(Journal du Nom, chronique d’une parution : première séquence)
Remarques préliminaires
Les jours passant, et ma fréquentation de la blogosphère (cet espace en expansion vertigineuse où pullulent les astéroïdes) s'intensifiant, ma conception du blog se précise. Sans avoir la vision complète et définitive de ce qu'il sera, je crois pouvoir avancer ce qu'il ne sera pas.
- Il ne sera pas un journal intime. Du reste, je n'ai jamais pu poursuivre la tenue d'un journal intime plus de quelques jours, plus de quelques pages. Pourquoi en serait-il autrement sur internet ? Il n’est pas dans mon projet de livrer les dernières anecdotes sur ma belle-sœur ou sur le chien de mon beau-frère, ni même sur ma bien petite et misérable personne dans ses activités banales, dans son quotidien si commun avec le reste des hommes. En revanche, je livrerai un journal de la parution de mon livre, non que je lui accorde une importance ou une valeur extrême, mais parce que cette relation sera l’occasion d’apporter au lecteur, et notamment à l’auteur qui cherche à publier, une expérience, un éclairage et un ensemble cohérent d’informations sur le monde de l’édition.
- Il ne sera pas quotidien, ou du moins ne le sera pas dans son principe, même si les hasards de l’actualité ou de l’inspiration m’amèneront parfois à me rapprocher de ce rythme. Je ne m’imposerai jamais la contrainte de la parution quotidienne. Car je crois que dans cette périodicité qui devient vite artificielle, l’auteur s’épuise et épuise le lecteur. On perd en qualité, en densité, en intérêt, à revenir si vite, si souvent. Je ne suis pas le soleil qui peut s'imposer chaque jour sans lasser son public.
- Il ne sera pas un catalogue de références, de citations, un « name-dropping », comme on dit. Si je suis amoureux de la littérature, je n’ai jamais été un boulimique de lectures, jamais d’excès, par contre, je choisis, je déguste, je m’approprie. Méditatif, rêveur (j’ai usé un temps précieux à rêver ma vie), j’ai été un piètre lecteur, lent et indolent. Parfois je m’en culpabilise (si tu te prétends écrivain, tu dois lire, me dis-je), mais au fond, c’est ma nature. Tout cela pour dire que je suis impressionné à la fréquentation de certains blogs, qui jonglent savamment, brillamment avec des références. Je les admire et me console en me persuadant qu’il en va autrement de mon écriture, je suis peu capable de citer les quelques auteurs que j’ai lus ou de les analyser à l’envi ou à l’infini, mais je crois que, comme l’alcool passe dans le sang, leurs mots, leur esprit sont passés dans mon style et que leur influence, même si elle n’est pas précisément affichée, est présente dans mon texte. On n’est riche que de ses lectures assimilées.

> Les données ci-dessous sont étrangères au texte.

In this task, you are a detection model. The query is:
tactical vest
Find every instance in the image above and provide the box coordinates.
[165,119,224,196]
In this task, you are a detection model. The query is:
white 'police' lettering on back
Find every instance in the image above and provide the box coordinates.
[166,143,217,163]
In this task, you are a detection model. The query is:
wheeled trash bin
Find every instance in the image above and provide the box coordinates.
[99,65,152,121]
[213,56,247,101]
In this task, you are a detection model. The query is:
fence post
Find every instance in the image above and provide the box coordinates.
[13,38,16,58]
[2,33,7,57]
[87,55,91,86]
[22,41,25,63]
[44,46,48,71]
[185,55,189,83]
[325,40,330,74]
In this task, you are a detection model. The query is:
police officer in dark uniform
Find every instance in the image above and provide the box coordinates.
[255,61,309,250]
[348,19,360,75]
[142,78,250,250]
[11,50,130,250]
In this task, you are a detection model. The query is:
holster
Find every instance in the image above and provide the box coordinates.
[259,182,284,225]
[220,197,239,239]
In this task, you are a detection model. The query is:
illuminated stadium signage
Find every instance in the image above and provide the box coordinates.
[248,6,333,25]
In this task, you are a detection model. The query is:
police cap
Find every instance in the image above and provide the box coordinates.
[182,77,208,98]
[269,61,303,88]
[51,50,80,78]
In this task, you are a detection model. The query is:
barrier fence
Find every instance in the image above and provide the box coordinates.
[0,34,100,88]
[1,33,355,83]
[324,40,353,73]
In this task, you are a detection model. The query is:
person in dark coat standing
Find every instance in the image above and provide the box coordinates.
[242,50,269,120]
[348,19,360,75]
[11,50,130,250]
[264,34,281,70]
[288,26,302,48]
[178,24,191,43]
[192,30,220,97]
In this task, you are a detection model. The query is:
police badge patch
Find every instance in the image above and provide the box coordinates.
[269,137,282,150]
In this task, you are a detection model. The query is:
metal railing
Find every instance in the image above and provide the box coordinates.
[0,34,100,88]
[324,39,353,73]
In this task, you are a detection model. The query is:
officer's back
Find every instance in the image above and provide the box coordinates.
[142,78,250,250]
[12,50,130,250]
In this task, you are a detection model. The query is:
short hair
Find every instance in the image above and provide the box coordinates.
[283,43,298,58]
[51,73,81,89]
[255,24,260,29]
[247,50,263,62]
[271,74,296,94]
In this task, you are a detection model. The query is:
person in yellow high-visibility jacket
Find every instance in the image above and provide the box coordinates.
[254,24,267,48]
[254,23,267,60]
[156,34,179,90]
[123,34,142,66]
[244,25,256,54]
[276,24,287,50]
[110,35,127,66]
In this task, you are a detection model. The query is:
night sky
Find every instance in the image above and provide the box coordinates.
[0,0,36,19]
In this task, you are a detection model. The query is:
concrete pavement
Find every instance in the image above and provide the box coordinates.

Ces considérations ne doivent pas donner à croire que je critique les blogueurs qui pensent et procèdent différemment ( je les fréquente avec plaisir et profit) ; ces règles ne s'appliquent qu'à moi-même : en marquant les directions où je n'irai pas, connaissant mes faiblesses, je limite les dégâts – en d'autres termes, j'essaie de prévenir et circonscrire mes défauts.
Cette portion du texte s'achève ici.